Nigerian Family Deportation

Lola Akinlade, a Nigerian international student, received a letter from Immigration, Refugees, and Citizenship Canada (IRCC) stating that one of the documents she used to enter Canada in 2016 was fake. This revelation left her and her family in Canada with no immigration status and little support if they returned to Nigeria.

Statistics from IRCC, shared with CBC, indicate that many other international students in Canada might be in a similar situation. Since IRCC started a new process to verify international student acceptance letters in December 2023, it has found over 9,000 fake letters. This suggests that Akinlade’s case is not unique.

Akinlade is requesting IRCC to reexamine her case, claiming she was a victim of a “rogue agent” who provided her with a fake acceptance letter to a Canadian school. In 2015, while working for a pharmaceutical company in Lagos as a medical sales representative with a business administration degree from a Nigerian university, she met a man in Lagos who claimed to be an immigration consultant. He promised to help her become an international student by applying for a master’s degree in business administration.

Akinlade gave the agent her documents, such as her passport and university transcripts, along with payment. Several months later, he provided her with a study permit to enter Canada, plane tickets, and an acceptance letter to the University of Regina.

Akinlade flew to Canada in late December 2016, expecting to start classes in January 2017. However, while stopping over in Winnipeg en route to Regina, she received a call from the agent, informing her that there were no spaces available at the university and that she would have to go on a waitlist.

She decided to switch to social services because it better aligned with her work in the medical field. Akinlade never contacted the University of Regina directly until two years later, when she received a letter from IRCC telling her the acceptance letter was fake.

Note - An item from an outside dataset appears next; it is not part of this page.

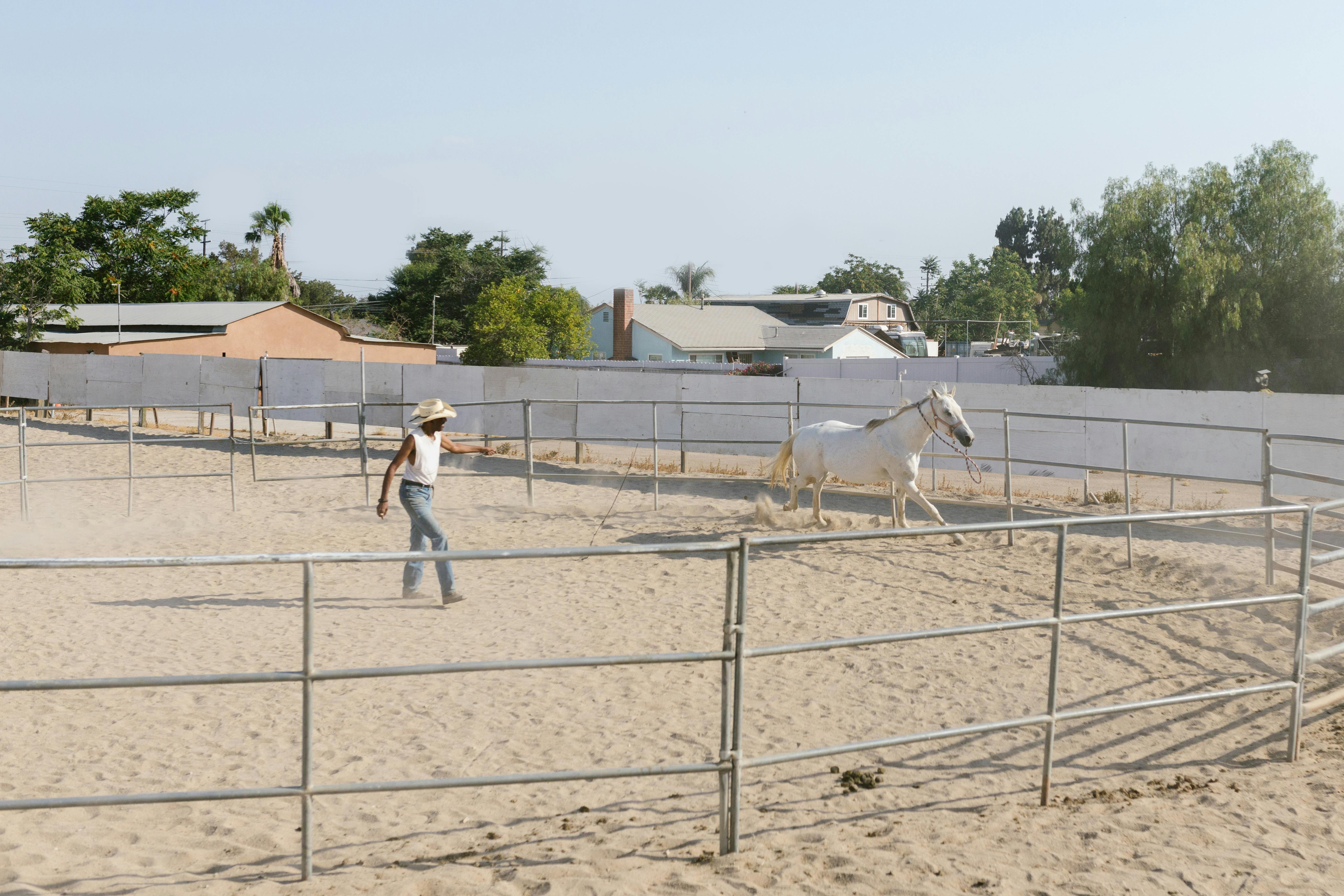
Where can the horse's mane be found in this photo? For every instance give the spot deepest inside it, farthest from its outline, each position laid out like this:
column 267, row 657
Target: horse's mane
column 878, row 421
column 905, row 406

Akinlade’s family is filing a humanitarian application to stay in Canada, arguing that she was not complicit in the fake letter she received from a Canadian school. Canadian schools are also concerned about these agents’ actions, as they have occasionally encountered students arriving on campus, believing they were enrolled when they were not.

This situation shows how international students can be at risk and the need for stricter checks to stop such fraud.